Des études antérieures suggéraient que ces intermédiaires étaient les stars du spectacle, gérant environ 26 % de toutes les marchandises que l'Espagne vendait au monde.

Cependant, cet article soutient que nous n'avons pas regardé les bons acteurs. Les chercheurs ont examiné de plus près les « intermédiaires » et ont réalisé que beaucoup d'entre eux ne sont pas réellement des intermédiaires indépendants du tout. Ils ressemblent plutôt à des membres de la famille ou à des propriétaires de franchises portant un déguisement.

Voici la décomposition simple de ce qu'ils ont découvert :

1. Les acteurs « déguisés »

Les chercheurs ont découvert que de nombreuses entreprises classées comme « grossistes » ou « détaillants » (les catégories officielles d'intermédiaires) sont en réalité deux choses très différentes :

  • Les « Bras de la Famille » (Bras Exportateurs) : Ce sont des entreprises entièrement détenues par une usine. Imaginez une usine de chocolat qui ouvre sa propre division de livraison. La division de transport vend du chocolat, mais ce n'est pas un intermédiaire indépendant ; c'est simplement l'équipe de vente de l'usine portant un chapeau différent. Ils font cela pour gérer les taxes, les questions juridiques ou la logistique, et non parce que l'usine est trop faible pour vendre par elle-même.
  • Les « Chefs de Marque » (Entreprises Verticalement Intégrées) : Ce sont des entreprises qui conçoivent le produit, le fabriquent et le vendent toutes sous leur propre nom de marque. Pensez à une marque de mode comme Mango. Ils peuvent être enregistrés comme un « détaillant », mais ils contrôlent en réalité tout le processus, de la machine à coudre jusqu'à l'étagère du magasin.
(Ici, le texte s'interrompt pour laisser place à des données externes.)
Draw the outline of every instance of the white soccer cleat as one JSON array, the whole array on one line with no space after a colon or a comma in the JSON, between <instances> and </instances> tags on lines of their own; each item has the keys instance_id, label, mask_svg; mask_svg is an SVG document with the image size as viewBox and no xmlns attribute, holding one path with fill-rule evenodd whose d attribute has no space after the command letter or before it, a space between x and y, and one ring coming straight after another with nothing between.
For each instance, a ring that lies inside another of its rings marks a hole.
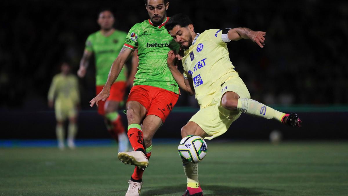
<instances>
[{"instance_id":1,"label":"white soccer cleat","mask_svg":"<svg viewBox=\"0 0 348 196\"><path fill-rule=\"evenodd\" d=\"M143 182L136 182L132 180L128 180L127 182L129 186L126 193L126 196L139 196L141 187L143 186Z\"/></svg>"},{"instance_id":2,"label":"white soccer cleat","mask_svg":"<svg viewBox=\"0 0 348 196\"><path fill-rule=\"evenodd\" d=\"M64 145L64 142L58 142L58 148L61 150L63 150L65 148L65 146Z\"/></svg>"},{"instance_id":3,"label":"white soccer cleat","mask_svg":"<svg viewBox=\"0 0 348 196\"><path fill-rule=\"evenodd\" d=\"M75 146L75 143L74 142L74 141L72 140L68 140L68 146L71 150L75 149L76 146Z\"/></svg>"},{"instance_id":4,"label":"white soccer cleat","mask_svg":"<svg viewBox=\"0 0 348 196\"><path fill-rule=\"evenodd\" d=\"M127 165L133 165L144 169L149 166L149 160L141 151L120 152L117 155L121 162Z\"/></svg>"}]
</instances>

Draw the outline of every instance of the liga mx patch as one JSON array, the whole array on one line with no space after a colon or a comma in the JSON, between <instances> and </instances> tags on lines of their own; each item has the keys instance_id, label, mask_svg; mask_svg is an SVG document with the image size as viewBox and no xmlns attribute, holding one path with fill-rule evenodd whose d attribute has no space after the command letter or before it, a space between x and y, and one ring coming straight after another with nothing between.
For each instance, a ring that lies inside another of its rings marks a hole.
<instances>
[{"instance_id":1,"label":"liga mx patch","mask_svg":"<svg viewBox=\"0 0 348 196\"><path fill-rule=\"evenodd\" d=\"M203 81L202 80L202 78L200 77L200 74L198 74L193 78L193 83L195 83L195 87L197 87L203 84Z\"/></svg>"},{"instance_id":2,"label":"liga mx patch","mask_svg":"<svg viewBox=\"0 0 348 196\"><path fill-rule=\"evenodd\" d=\"M138 35L136 35L135 33L133 32L130 34L131 39L135 42L137 39L138 39Z\"/></svg>"},{"instance_id":3,"label":"liga mx patch","mask_svg":"<svg viewBox=\"0 0 348 196\"><path fill-rule=\"evenodd\" d=\"M190 57L191 58L191 61L195 59L195 55L193 55L193 52L191 52L190 53Z\"/></svg>"}]
</instances>

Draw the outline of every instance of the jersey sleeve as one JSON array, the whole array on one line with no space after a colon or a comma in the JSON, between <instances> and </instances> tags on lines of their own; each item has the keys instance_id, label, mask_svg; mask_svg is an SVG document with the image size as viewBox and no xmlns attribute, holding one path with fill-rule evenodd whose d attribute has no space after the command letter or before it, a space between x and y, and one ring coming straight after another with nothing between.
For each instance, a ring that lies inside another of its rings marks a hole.
<instances>
[{"instance_id":1,"label":"jersey sleeve","mask_svg":"<svg viewBox=\"0 0 348 196\"><path fill-rule=\"evenodd\" d=\"M211 29L207 32L209 34L209 37L212 40L219 45L226 45L231 41L227 36L228 31L230 28L228 28L224 29Z\"/></svg>"},{"instance_id":2,"label":"jersey sleeve","mask_svg":"<svg viewBox=\"0 0 348 196\"><path fill-rule=\"evenodd\" d=\"M85 46L85 50L91 52L93 52L93 39L92 35L88 36L88 37L87 38L87 40L86 40L86 46Z\"/></svg>"},{"instance_id":3,"label":"jersey sleeve","mask_svg":"<svg viewBox=\"0 0 348 196\"><path fill-rule=\"evenodd\" d=\"M141 28L139 24L136 24L133 26L130 29L127 37L123 46L129 48L132 50L134 50L138 47L138 41L137 40L140 35L140 32L141 31Z\"/></svg>"},{"instance_id":4,"label":"jersey sleeve","mask_svg":"<svg viewBox=\"0 0 348 196\"><path fill-rule=\"evenodd\" d=\"M189 78L191 78L191 76L188 73L187 73L186 71L184 70L184 73L182 73L182 75L184 75L184 79L185 79L186 80L188 80Z\"/></svg>"}]
</instances>

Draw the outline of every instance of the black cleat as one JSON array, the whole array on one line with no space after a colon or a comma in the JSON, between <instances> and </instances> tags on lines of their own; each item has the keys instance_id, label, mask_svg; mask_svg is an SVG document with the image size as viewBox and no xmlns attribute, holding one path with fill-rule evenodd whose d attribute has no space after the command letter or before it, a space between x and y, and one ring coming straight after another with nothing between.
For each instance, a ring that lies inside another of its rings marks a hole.
<instances>
[{"instance_id":1,"label":"black cleat","mask_svg":"<svg viewBox=\"0 0 348 196\"><path fill-rule=\"evenodd\" d=\"M302 121L300 119L298 116L295 113L285 114L283 116L282 122L283 124L291 127L299 127L301 126L301 123L302 123Z\"/></svg>"},{"instance_id":2,"label":"black cleat","mask_svg":"<svg viewBox=\"0 0 348 196\"><path fill-rule=\"evenodd\" d=\"M203 192L200 192L193 195L190 195L189 190L186 189L186 191L185 191L185 193L182 195L182 196L203 196Z\"/></svg>"}]
</instances>

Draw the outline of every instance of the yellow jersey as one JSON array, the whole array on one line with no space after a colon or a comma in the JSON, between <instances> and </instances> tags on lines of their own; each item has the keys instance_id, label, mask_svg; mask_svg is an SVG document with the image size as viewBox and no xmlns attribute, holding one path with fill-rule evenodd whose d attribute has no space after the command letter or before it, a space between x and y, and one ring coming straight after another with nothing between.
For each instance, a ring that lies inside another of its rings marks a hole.
<instances>
[{"instance_id":1,"label":"yellow jersey","mask_svg":"<svg viewBox=\"0 0 348 196\"><path fill-rule=\"evenodd\" d=\"M77 77L73 74L55 75L48 91L48 98L55 99L55 107L76 106L80 102Z\"/></svg>"},{"instance_id":2,"label":"yellow jersey","mask_svg":"<svg viewBox=\"0 0 348 196\"><path fill-rule=\"evenodd\" d=\"M184 77L192 80L195 97L201 108L213 104L222 84L232 77L239 77L229 56L227 33L209 29L197 33L192 45L184 51L182 62Z\"/></svg>"}]
</instances>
Ils ne vendent pas le produit de quelqu'un d'autre ; ils vendent le leur.

2. Le grand démasquage

Lorsque les chercheurs ont retiré les étiquettes et supprimé ces « Bras de la Famille » et ces « Chefs de Marque » de la liste des intermédiaires, les chiffres ont radicalement changé.

  • Avant : Les intermédiaires semblaient être responsables de 26 % des exportations de l'Espagne.
  • Après : Une fois les acteurs déguisés retirés, les « vrais » intermédiaires (ceux qui se contentent réellement d'acheter et de revendre les produits des autres) n'étaient responsables que de 7,7 % des exportations.

C'est une chute de 70 %. Il s'avère que la catégorie « intermédiaire » était principalement un mélange d'équipes de vente d'usines et de propriétaires de marques, et non des courtiers indépendants comme les économistes le pensaient.

3. Les « vrais » intermédiaires sont différents

L'article a également constaté que les quelques « vrais » intermédiaires restants (ceux qui se contentent réellement d'acheter et de revendre) sont assez différents des « déguisés » :

  • Taille : Les « Bras de la Famille » et les « Chefs de Marque » sont de grandes entreprises avec de nombreux employés et une valeur élevée.
  • Les vrais intermédiaires : Ils sont généralement plus petits, ont moins de valeur par employé et exportent moins d'argent globalement.

La grande conclusion

Pensez à une équipe de sport. Auparavant, nous pensions que les « Intermédiaires » étaient les joueurs vedettes qui constituaient une énorme partie du score de l'équipe. Cet article dit : « Attendez une minute, beaucoup de ces joueurs sont en fait les enfants du propriétaire de l'équipe ou les proches de l'entraîneur. »

Une fois que l'on retire les enfants du propriétaire et les proches de l'entraîneur, les véritables joueurs vedettes (les vrais intermédiaires) sont bien moins nombreux que nous ne le pensions.

Pourquoi est-ce important ?
Si vous êtes un gouvernement essayant d'aider l'économie à croître, vous avez peut-être pensé : « Nous devons aider les usines à trouver de meilleurs intermédiaires pour vendre leurs produits. » Mais cet article suggère que, puisque les « vrais » intermédiaires ne font pas réellement une grande partie des ventes, la meilleure stratégie est peut-être d'aider les usines elles-mêmes à devenir meilleures pour vendre directement. L'« intermédiaire » n'est pas le héros de l'histoire autant qu'on le croyait autrefois.